Sekarang, gedung baru sekolah kami tidak diimbangi dengan jumlah guru. Tiga dewan guru yang selama ini menjadi partner saya di kelas jauh, semua ditarik ke sekolah induk. Alasan Kepala Sekolah adalah untuk mempermudah administrasi mereka sebagai Calon Pegawai Negeri Sipil (CPNS). Saya senang karena pada akhirnya dua guru kelas jauh masuk K2 CPNS tahun ini, walaupun saya kurang sepakat dengan penarikan mereka ke kelas induk. Karena pada dasarnya pengangkatan K2 CPNS adalah supaya mereka lebih baik lagi di kelas yang mereka ajar, kelas jauh. Setidaknya itulah info yang saya dapat dari Kepala Dinas Pendidikan & Kebudayaan Kabupaten Muara Enim. Satu lagi guru lainnya, ditarik sebagai operator sekolah.

Saya tahu, mereka bertiga berat meninggalkan kelas jauh. Namun perintah kepala sekolah ibarat titah raja, harus terlaksana. Pada akhirnya, mereka menyerah terhadap keadaan. Tiga guru kelas jauh ditarik ke kelas induk, kemudian dua guru dari kelas induk ditransfer ke kelas jauh. Sebagai Pengajar Muda, harus mulai dari awal lagi untuk mentransfer motivasi dan energi positif kepada mereka.
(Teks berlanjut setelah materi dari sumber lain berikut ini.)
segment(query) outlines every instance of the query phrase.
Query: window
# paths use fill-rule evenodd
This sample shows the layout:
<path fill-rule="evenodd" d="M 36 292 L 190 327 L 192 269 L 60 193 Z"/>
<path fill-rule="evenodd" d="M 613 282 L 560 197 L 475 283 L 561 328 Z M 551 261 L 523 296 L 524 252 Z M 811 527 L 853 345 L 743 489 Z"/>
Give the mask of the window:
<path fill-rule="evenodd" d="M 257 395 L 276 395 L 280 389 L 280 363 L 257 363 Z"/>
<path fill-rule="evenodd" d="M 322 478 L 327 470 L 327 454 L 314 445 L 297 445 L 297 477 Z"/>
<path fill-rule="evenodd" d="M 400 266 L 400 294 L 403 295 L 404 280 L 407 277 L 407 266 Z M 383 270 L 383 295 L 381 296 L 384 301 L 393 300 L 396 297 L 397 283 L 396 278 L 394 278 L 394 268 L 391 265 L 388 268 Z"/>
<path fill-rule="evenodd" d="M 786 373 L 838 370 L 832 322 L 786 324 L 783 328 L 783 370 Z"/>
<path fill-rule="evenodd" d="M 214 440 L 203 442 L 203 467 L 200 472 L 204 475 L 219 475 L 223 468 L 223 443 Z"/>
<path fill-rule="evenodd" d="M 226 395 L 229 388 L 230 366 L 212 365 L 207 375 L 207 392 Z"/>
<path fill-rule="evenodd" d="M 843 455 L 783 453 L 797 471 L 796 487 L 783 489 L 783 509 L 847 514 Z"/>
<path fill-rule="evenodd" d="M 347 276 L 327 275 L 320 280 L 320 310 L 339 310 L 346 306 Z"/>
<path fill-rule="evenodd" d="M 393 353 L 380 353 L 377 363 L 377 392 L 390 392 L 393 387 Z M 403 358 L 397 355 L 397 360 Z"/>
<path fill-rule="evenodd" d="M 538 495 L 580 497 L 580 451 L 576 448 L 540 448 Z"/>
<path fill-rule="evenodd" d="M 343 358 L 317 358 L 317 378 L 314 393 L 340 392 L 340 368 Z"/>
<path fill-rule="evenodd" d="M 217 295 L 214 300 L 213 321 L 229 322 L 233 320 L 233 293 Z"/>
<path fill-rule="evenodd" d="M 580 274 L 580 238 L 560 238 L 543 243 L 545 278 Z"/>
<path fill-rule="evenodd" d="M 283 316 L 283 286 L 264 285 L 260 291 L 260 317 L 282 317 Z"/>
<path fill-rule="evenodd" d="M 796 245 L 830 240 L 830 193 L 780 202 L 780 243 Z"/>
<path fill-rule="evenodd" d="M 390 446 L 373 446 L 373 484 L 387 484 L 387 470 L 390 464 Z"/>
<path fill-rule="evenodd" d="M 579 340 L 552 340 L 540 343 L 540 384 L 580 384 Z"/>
Alhamdulillah, Saya bersyukur. Satu dari dua guru itu sangat aktif dan rajin mengajar. Iya, standar guru baik bagi saya cukup satu, rajin pergi ke sekolah untuk mengajar. Pada akhirnya, di sekolah kami setiap hari hanya ada dua guru, termasuk saya. Dengan gedung sekolah baru dan tantangan-tantangan baru.

Terkadang saya sangat khawatir dengan keadaan sekolah apabila ada agenda di kabupaten. Saya harus meninggalkan sekolah beberapa hari. Saya tidak dapat membayangkan beliau mengurus semuanya di sekolah kelas jauh, seorang diri. Saya bersyukur, mendapat partner baru dan banyak belajar keteladanan. Terimakasih Ibu Tiya. Semoga amal ibadahmu menjadi amal jariyah yang terus mengalir sampai kapanpun.

Kesimpulannya ; Pada akhirnya pembelajaran itu tidak hanya sekedar fasilitas dan sarana-prasarana yang mencukupi. Bagi saya, guru yang baik lebih berharga dari apapun. Role model itu akan melahirkan pribadi-pribadi yang menyenangkan dan bermanfaat bagi sesama. Terimakasih untuk guru-guru inspiratif Airguci.